Adult hippocampal neurogenesis (AHN), essential for the plasticity of hippocampal structure and function, may be disrupted in Alzheimer‘s disease (AD). However, the relationship between the changes in AHN and AD-related pathology in humans remains uncertain. By utilizing advanced immunostaining techniques, we could identify multiple biomarkers representing different stages of AHN in postmortem human hippocampal tissue that exhibited various AD-related neuropathological changes. In this study, we observed a significant presence of neurogenic cells in the hippocampus's dentate gyrus (DG) region in 30 individuals, including 14 individuals diagnosed with AD-related neuropathological changes and the remaining 16 individuals without any neurological diseases.

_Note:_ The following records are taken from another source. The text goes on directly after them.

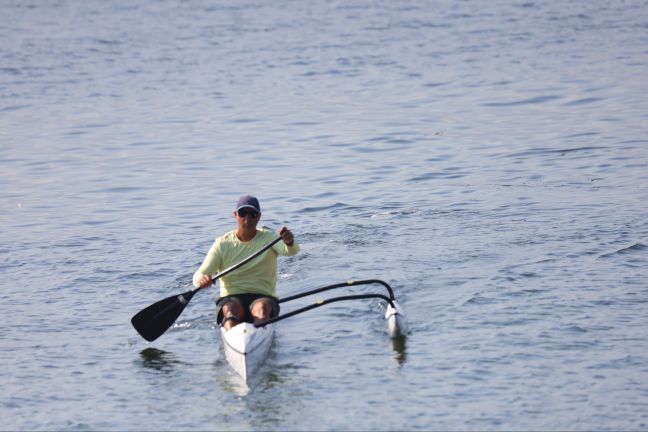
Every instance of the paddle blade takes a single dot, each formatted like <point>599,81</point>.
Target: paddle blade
<point>151,322</point>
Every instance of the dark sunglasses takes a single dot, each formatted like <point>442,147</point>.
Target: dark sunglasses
<point>246,213</point>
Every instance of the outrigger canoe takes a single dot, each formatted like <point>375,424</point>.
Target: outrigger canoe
<point>247,345</point>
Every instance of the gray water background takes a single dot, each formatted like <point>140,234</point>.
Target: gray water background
<point>488,159</point>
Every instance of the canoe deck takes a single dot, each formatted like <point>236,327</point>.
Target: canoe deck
<point>246,347</point>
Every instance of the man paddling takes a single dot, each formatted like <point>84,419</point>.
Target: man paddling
<point>249,293</point>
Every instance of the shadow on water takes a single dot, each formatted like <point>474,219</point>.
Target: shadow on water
<point>159,360</point>
<point>399,347</point>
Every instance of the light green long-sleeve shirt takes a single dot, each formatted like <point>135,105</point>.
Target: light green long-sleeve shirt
<point>259,276</point>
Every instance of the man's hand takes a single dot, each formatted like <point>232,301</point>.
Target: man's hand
<point>286,236</point>
<point>205,281</point>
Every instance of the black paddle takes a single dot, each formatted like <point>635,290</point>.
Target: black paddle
<point>153,321</point>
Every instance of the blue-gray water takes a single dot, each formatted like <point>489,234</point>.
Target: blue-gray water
<point>486,158</point>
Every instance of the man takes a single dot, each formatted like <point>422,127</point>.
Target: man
<point>248,293</point>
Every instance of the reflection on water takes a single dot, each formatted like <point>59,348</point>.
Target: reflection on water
<point>159,360</point>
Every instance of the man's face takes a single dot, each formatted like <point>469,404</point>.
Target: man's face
<point>247,218</point>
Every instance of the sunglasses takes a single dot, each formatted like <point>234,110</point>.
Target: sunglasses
<point>245,213</point>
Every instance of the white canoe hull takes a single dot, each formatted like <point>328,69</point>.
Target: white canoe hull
<point>246,347</point>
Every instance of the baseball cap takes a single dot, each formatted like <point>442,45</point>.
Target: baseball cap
<point>249,202</point>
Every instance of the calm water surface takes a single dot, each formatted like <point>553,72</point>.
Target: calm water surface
<point>487,159</point>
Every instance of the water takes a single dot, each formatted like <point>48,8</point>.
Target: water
<point>487,159</point>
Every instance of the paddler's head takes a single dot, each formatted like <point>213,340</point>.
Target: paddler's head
<point>247,214</point>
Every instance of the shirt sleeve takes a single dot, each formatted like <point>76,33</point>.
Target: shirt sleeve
<point>211,264</point>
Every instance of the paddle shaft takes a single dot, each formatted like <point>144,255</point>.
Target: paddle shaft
<point>242,263</point>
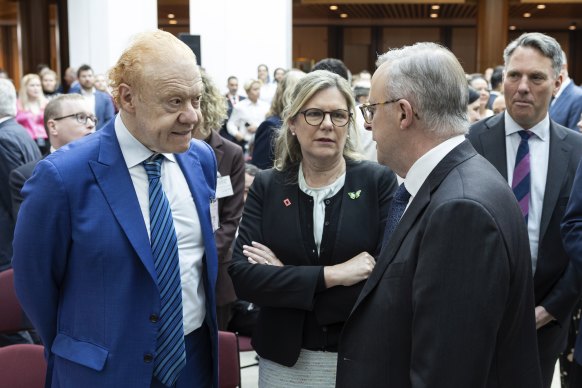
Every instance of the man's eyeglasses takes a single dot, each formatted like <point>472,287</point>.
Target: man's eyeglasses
<point>368,110</point>
<point>314,117</point>
<point>80,117</point>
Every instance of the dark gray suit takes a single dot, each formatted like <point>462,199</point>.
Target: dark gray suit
<point>556,284</point>
<point>16,149</point>
<point>450,301</point>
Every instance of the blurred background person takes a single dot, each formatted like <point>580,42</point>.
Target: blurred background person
<point>67,117</point>
<point>229,191</point>
<point>16,149</point>
<point>267,87</point>
<point>48,79</point>
<point>247,115</point>
<point>473,107</point>
<point>306,272</point>
<point>31,104</point>
<point>480,84</point>
<point>566,107</point>
<point>102,102</point>
<point>264,147</point>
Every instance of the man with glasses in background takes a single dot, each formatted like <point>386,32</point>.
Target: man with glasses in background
<point>67,117</point>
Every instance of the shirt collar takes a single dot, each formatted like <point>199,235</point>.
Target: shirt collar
<point>422,168</point>
<point>133,151</point>
<point>541,129</point>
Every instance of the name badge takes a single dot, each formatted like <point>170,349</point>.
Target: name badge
<point>214,214</point>
<point>223,187</point>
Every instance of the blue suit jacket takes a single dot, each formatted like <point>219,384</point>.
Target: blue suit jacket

Further investigation revealed that patients with AD exhibited pronounced astrogliosis and reduced neurogenesis. Specifically, the number of neuroblasts, immature and early mature granule cells decreased significantly as AD advanced. Although the number of neural stem cells (NSCs) remained unchanged in AD patients compared with mentally healthy individuals, they tended to be more quiescent state regulated by Notch and bone morphogenetic protein (BMP) signaling pathways. These abnormalities were strongly associated with the neuropathological alterations in AD patients. These research findings provide potential insights into the underlying mechanisms that underpin the pathogenesis of AD.